Unlike many restaurateurs, Paley did not rest on his Paley’s Place accolades. In 2012, Paley and his wife opened up Imperial – an open fire swanky wild west style restaurant – and Penny Diner – a fresh, high end look at burgers and fries.
“To be able to provide diverse experiences through our brand is very important. The intention is never to clone or repeat yourself but to reinvent yourself.”
But with this comes great risk. The success of Paley’s Place does not guarantee the success of other ventures. However, so far both the Diner and Imperial have been huge successes.
“I want to stay creative myself and then the consumer either welcomes it or not. So far we have been lucky that we have been welcomed by the community in all our venues.”
Then there’s DaNet. Opened in 2014, DaNet is labeled as a pop-up fixed price restaurant with a heavy Russian influence. The recipient of the Cuisine of the Year 2014 by Portland Monthly, DaNet is arguably the most innovative restaurant so far on Paley’s list. When people think of food, they rarely look to Russia as being the food powerhouse for anything except maybe borscht. But Paley tells us that despite the bad rap Russian food has gotten over the years, with Russia’s geography and history, there may not be a more diverse and interesting cuisine. In fact, much of the French cuisine we enjoy today was originally made for Russian aristocrats by French chefs in Russia.
“When the Soviet Union took over, The Soviet era took over all what Russian food was about. The food you think of when you think Russian food is Soviet which is nothing to boast about. But if you go back far enough, you get a lot of really interesting flavors and dishes.”
As Paley and I discussed restaurants and food, I started to see that Paley has two missions in his restaurants.

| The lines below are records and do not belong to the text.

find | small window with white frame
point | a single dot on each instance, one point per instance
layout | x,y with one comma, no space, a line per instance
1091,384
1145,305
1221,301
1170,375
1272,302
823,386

First, he feels a duty to bring Russian flavors to Portland to tell a story about his own culture and past. Second, Vitaly has a specific goal in his restaurants:
“I want [our customers] to leave with something to remember for a long time. People tend to remember the simple things on the menu. That is what brings them back. If they can come back and have the same meal five years later, we know we are doing something right.”
Favorite restaurants in Portland:
Bamboo Sushi, Nuestra Cocina, OX Restaurant
Family: married to Kimberly for 27 years
Where did you grow up?: Russia and NYC
Hobbies: bike riding and listening to music
This is the first story in a four part series about food in Portland.